Title
RA 9172: Telecom Franchise Renewal
Law
Republic Act No. 9172
Decision Date
Oct 3, 2002
Republic Act No. 9172 grants Eastern Telecommunications Philippines, Inc. a franchise to operate wire and/or wireless telecommunications systems, subject to regulation by the National Telecommunications Commission, with obligations to provide quality service, conform to ethical standards, and pay taxes.
A

Operation of Stations or Facilities

  • Stations/facilities must minimize interference with existing or new stations.
  • Grantee retains right to use selected frequencies without diminishing transmission quality.

Authority of the National Telecommunications Commission (NTC)

  • Grantee must secure certificate of public convenience and necessity (CPCN) or appropriate permits from NTC.
  • NTC may impose conditions on construction, operation, maintenance, and service levels.
  • Use of radio frequencies requires NTC authorization.
  • NTC must not unreasonably delay or withhold permit issuance.

Ingress and Egress Rights

  • Grantee may, with DPWH approval, make excavations or lay conduits in public places for poles or underground wiring.
  • Disturbed public property must be repaired per DPWH standards.
  • DPWH can repair disruptions at double expense to grantee if repairs are not made within 10 days.

Responsibility to the Public

  • Grantee must adhere to ethics; prohibited from obscene or false transmissions or aiding subversive acts.
  • Must provide telephone services without discrimination, limited by capacity.
  • Required to expand capacity if demand exceeds existing infrastructure unless expenses are borne by applicants.
  • Stations and equipment must be maintained and updated with technological advances.

Rates for Services

  • Charges for regulated telecommunications services require NTC approval.
  • Rates must be unbundled and ensure regulated services do not subsidize unregulated ones.

Rights of Government

  • President can take over or suspend use of grantee’s facilities during emergencies, with due compensation.
  • Radio spectrum is a state resource and may be withdrawn with due process.

Term of Franchise

  • Franchise valid for 25 years from effectivity unless revoked.
  • Grounds for ipso facto revocation include failure to commence operations within 3 years of permit approval, continuous non-operation for 2 years, or failure to commence within 5 years of Act effectivity.

Acceptance and Compliance

  • Grantee must accept franchise in writing within 60 days or franchise becomes void.
  • Exercise of privileges follows acceptance.

Bond Requirement

  • Grantee must file a bond with NTC to guarantee compliance with franchise conditions.
  • Bond canceled after 5 years if conditions fulfilled; otherwise forfeited and franchise revoked.

Right of Interconnection

  • Authorized to connect telecommunications systems with other authorized providers.
  • Terms subject to mutual agreement and NTC review.

Tax Provisions

  • Grantee subject to all applicable taxes under NIRC except pre-existing exemptions.
  • Required to file tax returns locally and subject to BIR audit.
  • Telecommunications franchises share tax benefits granted by law.

Gross Receipts Reporting

  • Separate accounts of gross receipts to be kept.
  • Annual account submissions to COA and National Treasury by January 31 each year.

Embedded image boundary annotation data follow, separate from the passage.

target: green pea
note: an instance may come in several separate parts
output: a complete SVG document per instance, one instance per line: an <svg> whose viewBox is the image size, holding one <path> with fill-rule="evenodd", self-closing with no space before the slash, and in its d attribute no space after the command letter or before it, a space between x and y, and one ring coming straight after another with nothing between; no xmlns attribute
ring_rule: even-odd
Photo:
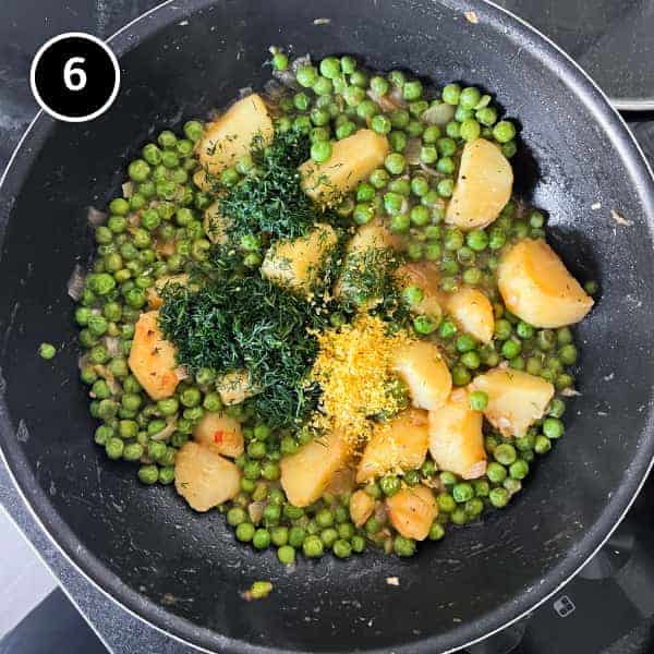
<svg viewBox="0 0 654 654"><path fill-rule="evenodd" d="M379 487L387 497L392 497L399 493L402 484L397 476L385 476L379 481Z"/></svg>
<svg viewBox="0 0 654 654"><path fill-rule="evenodd" d="M471 375L464 365L455 365L452 367L452 384L455 386L465 386L470 384Z"/></svg>
<svg viewBox="0 0 654 654"><path fill-rule="evenodd" d="M484 411L488 405L488 396L483 390L473 390L468 399L473 411Z"/></svg>
<svg viewBox="0 0 654 654"><path fill-rule="evenodd" d="M423 164L434 164L438 159L438 149L435 145L423 145L420 148L420 160Z"/></svg>
<svg viewBox="0 0 654 654"><path fill-rule="evenodd" d="M485 126L493 126L497 122L497 109L495 107L483 107L475 112L477 121Z"/></svg>
<svg viewBox="0 0 654 654"><path fill-rule="evenodd" d="M501 447L501 445L498 445L497 447ZM495 448L495 450L497 450L497 447ZM500 484L507 477L507 469L504 465L501 465L501 463L496 463L495 461L493 461L488 463L488 468L486 469L486 476L494 484Z"/></svg>
<svg viewBox="0 0 654 654"><path fill-rule="evenodd" d="M502 465L510 465L517 459L516 448L508 443L498 445L495 448L493 456L495 457L495 460Z"/></svg>
<svg viewBox="0 0 654 654"><path fill-rule="evenodd" d="M38 354L41 359L50 361L57 354L57 348L50 343L41 343L38 347Z"/></svg>
<svg viewBox="0 0 654 654"><path fill-rule="evenodd" d="M472 485L476 497L488 497L491 486L486 480L475 480Z"/></svg>
<svg viewBox="0 0 654 654"><path fill-rule="evenodd" d="M438 508L446 513L451 513L457 508L457 502L449 493L440 493L436 498L436 502Z"/></svg>
<svg viewBox="0 0 654 654"><path fill-rule="evenodd" d="M422 133L422 140L424 144L435 145L438 143L438 140L441 137L441 135L443 133L438 125L428 125Z"/></svg>
<svg viewBox="0 0 654 654"><path fill-rule="evenodd" d="M128 167L128 174L134 182L144 182L150 174L150 167L147 161L143 159L136 159Z"/></svg>
<svg viewBox="0 0 654 654"><path fill-rule="evenodd" d="M311 158L316 164L323 164L331 157L331 144L328 141L317 141L311 146Z"/></svg>
<svg viewBox="0 0 654 654"><path fill-rule="evenodd" d="M523 480L529 474L529 463L518 459L509 467L509 475L513 480Z"/></svg>
<svg viewBox="0 0 654 654"><path fill-rule="evenodd" d="M415 541L404 536L396 536L392 549L398 556L413 556L415 554Z"/></svg>
<svg viewBox="0 0 654 654"><path fill-rule="evenodd" d="M365 88L368 84L368 77L363 71L352 71L352 73L350 73L350 84Z"/></svg>
<svg viewBox="0 0 654 654"><path fill-rule="evenodd" d="M505 359L514 359L520 354L522 344L518 340L507 340L501 346L501 355Z"/></svg>
<svg viewBox="0 0 654 654"><path fill-rule="evenodd" d="M463 141L474 141L479 138L482 129L474 118L468 118L461 123L459 131Z"/></svg>
<svg viewBox="0 0 654 654"><path fill-rule="evenodd" d="M438 324L436 323L436 320L434 320L432 316L422 315L415 316L415 318L413 318L413 328L417 334L421 334L423 336L432 334L436 330Z"/></svg>
<svg viewBox="0 0 654 654"><path fill-rule="evenodd" d="M547 438L560 438L564 435L564 423L556 417L546 417L543 421L543 434Z"/></svg>
<svg viewBox="0 0 654 654"><path fill-rule="evenodd" d="M402 174L402 172L404 172L407 161L401 154L391 153L390 155L386 156L386 159L384 159L384 166L388 172L390 172L390 174Z"/></svg>
<svg viewBox="0 0 654 654"><path fill-rule="evenodd" d="M493 128L493 136L498 143L507 143L516 136L516 126L508 120L502 120Z"/></svg>
<svg viewBox="0 0 654 654"><path fill-rule="evenodd" d="M506 488L493 488L488 494L488 499L495 508L501 509L509 504L509 494Z"/></svg>
<svg viewBox="0 0 654 654"><path fill-rule="evenodd" d="M440 197L451 197L455 192L455 180L451 178L445 178L438 182L436 190Z"/></svg>
<svg viewBox="0 0 654 654"><path fill-rule="evenodd" d="M107 452L107 457L109 457L109 459L117 460L122 457L124 447L125 444L120 438L111 437L105 445L105 451Z"/></svg>
<svg viewBox="0 0 654 654"><path fill-rule="evenodd" d="M436 145L441 157L451 157L457 152L457 144L452 138L439 138Z"/></svg>
<svg viewBox="0 0 654 654"><path fill-rule="evenodd" d="M371 99L362 100L356 106L356 116L359 116L359 118L361 118L362 120L371 120L377 113L379 113L379 108L377 107L376 102L374 102ZM390 121L388 123L388 132L390 132Z"/></svg>
<svg viewBox="0 0 654 654"><path fill-rule="evenodd" d="M316 535L306 536L302 544L302 552L304 552L304 556L307 558L318 558L323 556L323 541Z"/></svg>
<svg viewBox="0 0 654 654"><path fill-rule="evenodd" d="M552 440L549 440L549 438L547 438L547 436L536 436L536 439L534 441L534 451L537 455L544 455L546 452L548 452L552 449Z"/></svg>
<svg viewBox="0 0 654 654"><path fill-rule="evenodd" d="M456 502L465 502L474 497L474 489L468 482L461 482L452 488L452 497Z"/></svg>
<svg viewBox="0 0 654 654"><path fill-rule="evenodd" d="M267 529L257 529L252 536L255 549L266 549L270 546L270 532Z"/></svg>
<svg viewBox="0 0 654 654"><path fill-rule="evenodd" d="M388 134L391 130L391 126L390 119L383 113L374 116L371 121L371 128L377 132L377 134Z"/></svg>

Books and Accounts Inspection

  • Books open to COA inspection.
  • Quarterly reports on gross receipts, net profits, and business condition must be submitted in duplicate.

Warranty in Favor of Governments

  • Grantee holds all government levels harmless from claims arising from operation or construction-related accidents or injuries.

Restrictions on Franchise Transfer

  • Franchise or controlling interest cannot be leased, sold, transferred, assigned, merged without Congress approval.
  • Successors subject to same franchise conditions.

Ownership Dispersal

  • At least 30% of outstanding capital stock must be offered on Philippine securities exchange within 5 years of operations.
  • Noncompliance results in automatic revocation.

Equality Clause

  • Advantages and privileges granted under existing or future telecommunications franchises are immediately extended to this franchise.
  • Excludes territory, lifespan, and type of service provisions.

Separability Clause

  • Invalid provisions do not affect the validity of other provisions.

Repealability and Nonexclusivity

  • Congress may amend, alter or repeal franchise when public interest requires.
  • Franchise is nonexclusive.

Reportorial Requirements

  • Grantee to submit annual report on franchise compliance and operations to Congress within 60 days after year-end.

Renewal and Extension of Franchise

  • Franchise term renewed for another 25 years from expiration.
  • Failure to operate continuously for 2 years results in ipso facto revocation.

Effectivity

  • Act takes effect 15 days after publication in two newspapers upon grantee initiative.